Марк Аврелий встал и подошел к трибуналу.

– Я обвиняю римского сенатора Квинкция Фламиния, находящегося здесь, – сказал он, – и сенатора Лентула Суру, находящегося также здесь, что они оскорбили богов кощунством над священным обрядом брачной конфареации, увлекши в это дело обманом мою племянницу Аврелию Аврелиану.

– Кто свидетели этого?

Люцилла, ее отец, Фабий, Октавий и другие сказали:

– Мы.

– Клянитесь, что скажете правду.

Каждый из свидетелей по очереди подходил к статуе Юпитера, находившейся в зале, обнимал левою рукою ее пьедестал и, подняв высоко правую руку, рассказывал все, что случилось в Риноцере.
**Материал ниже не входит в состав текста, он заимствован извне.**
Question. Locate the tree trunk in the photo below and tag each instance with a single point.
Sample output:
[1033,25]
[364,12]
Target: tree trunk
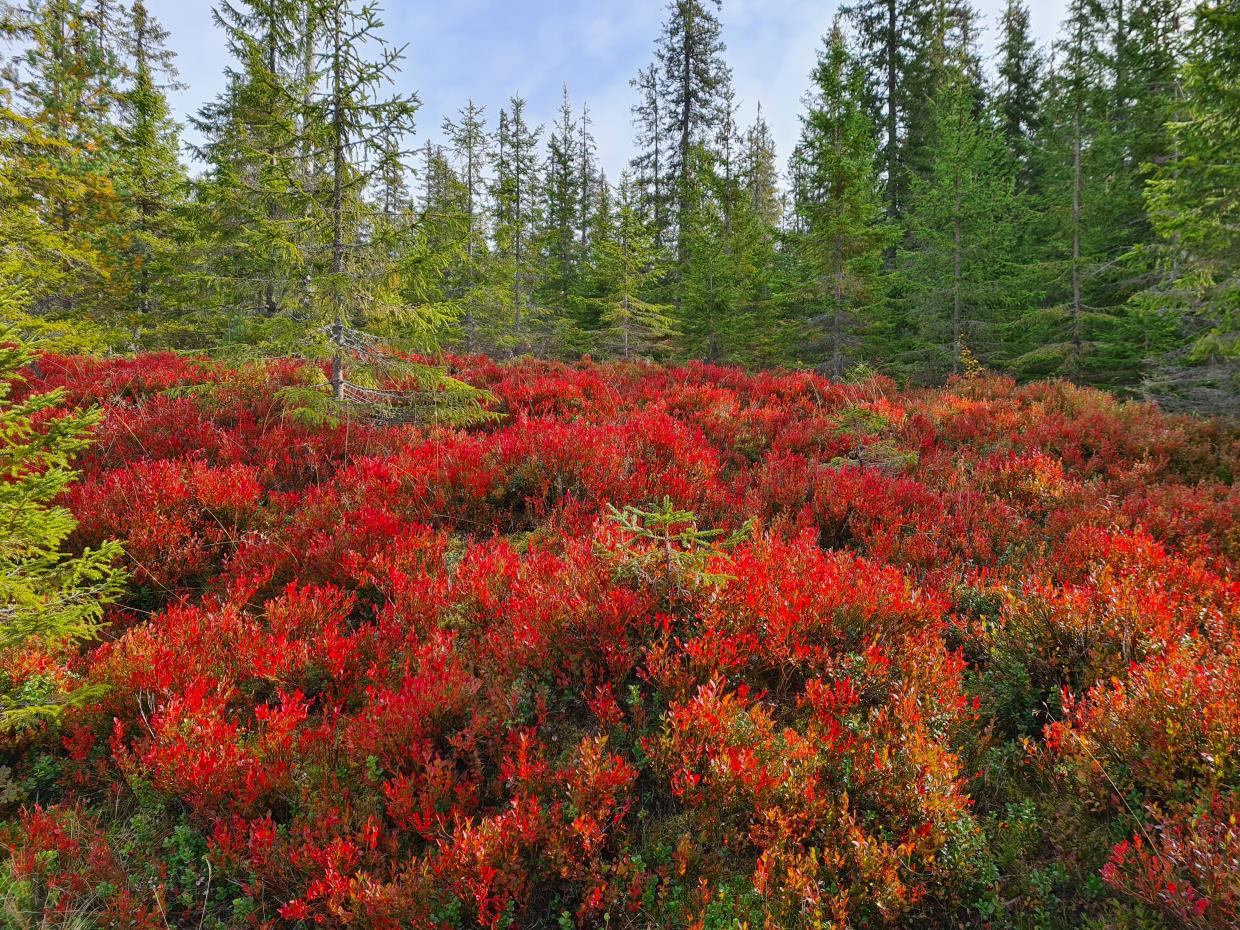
[337,201]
– Что скажешь ты, Лентул, в свое оправдание? – спросил судья.

– Я сознаюсь во всем этом и прошу снисхождения почтенных судей, – с трудом выговорил трусливый преступник, упавши на колени.

– Воины, отведите его.

Воины взяли Лентула и проводили к скамье подсудимых, стоявшей поодаль.

– Что скажешь ты, Фламиний, в свое оправдание? – спросил судья тем же строгим тоном.
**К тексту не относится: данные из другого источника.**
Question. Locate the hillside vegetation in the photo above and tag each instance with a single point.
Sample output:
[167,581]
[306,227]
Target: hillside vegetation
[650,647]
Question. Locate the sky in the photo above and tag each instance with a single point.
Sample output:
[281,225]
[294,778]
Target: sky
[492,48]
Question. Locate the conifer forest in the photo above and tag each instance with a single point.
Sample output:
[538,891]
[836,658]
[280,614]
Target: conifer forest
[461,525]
– Я скажу, что суд надо мной – жестокая несправедливость, – ответил подсудимый смело, – другие совершали преступления хуже моего, а я их вижу в числе моих судей. Кай Цезарь, не ты ли обманом завлек мою жену, Люциллу, в храм Изиды? я ее спас. Но я за пустую, обыкновенную шалость молодежи привлечен к суду, а ты сидишь между моими судьями, как самый добродетельный гражданин.

– Подсудимый, тебя спрашивают теперь только о том, опровергаешь ли ты показания свидетелей, – прервал судья.
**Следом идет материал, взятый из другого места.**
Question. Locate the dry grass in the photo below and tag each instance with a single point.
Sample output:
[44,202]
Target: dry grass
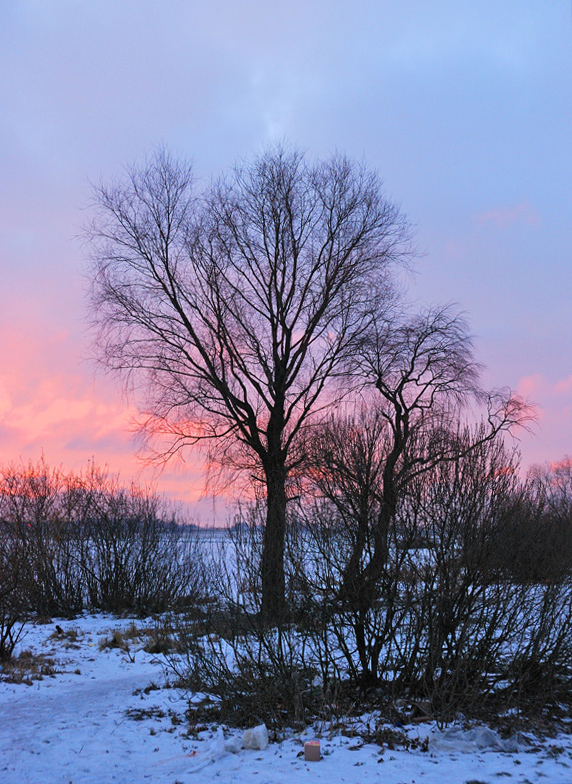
[28,667]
– Нет, я их не опровергаю.

– И не просишь милости? – спросил Люций Семпроний.

– Не прошу.

– Я прошу вас, почтенные судьи, поступить строго и справедливо с оскорбителями богов, – сказал Великий Понтифекс, сидевший около судей.

– Писец, напиши приговор согласно постановлению двенадцати таблиц, – сказал судья.

Заседание кончено. Приговор написан и прочтен обоим подсудимым, которых поставили на колена перед возвышением.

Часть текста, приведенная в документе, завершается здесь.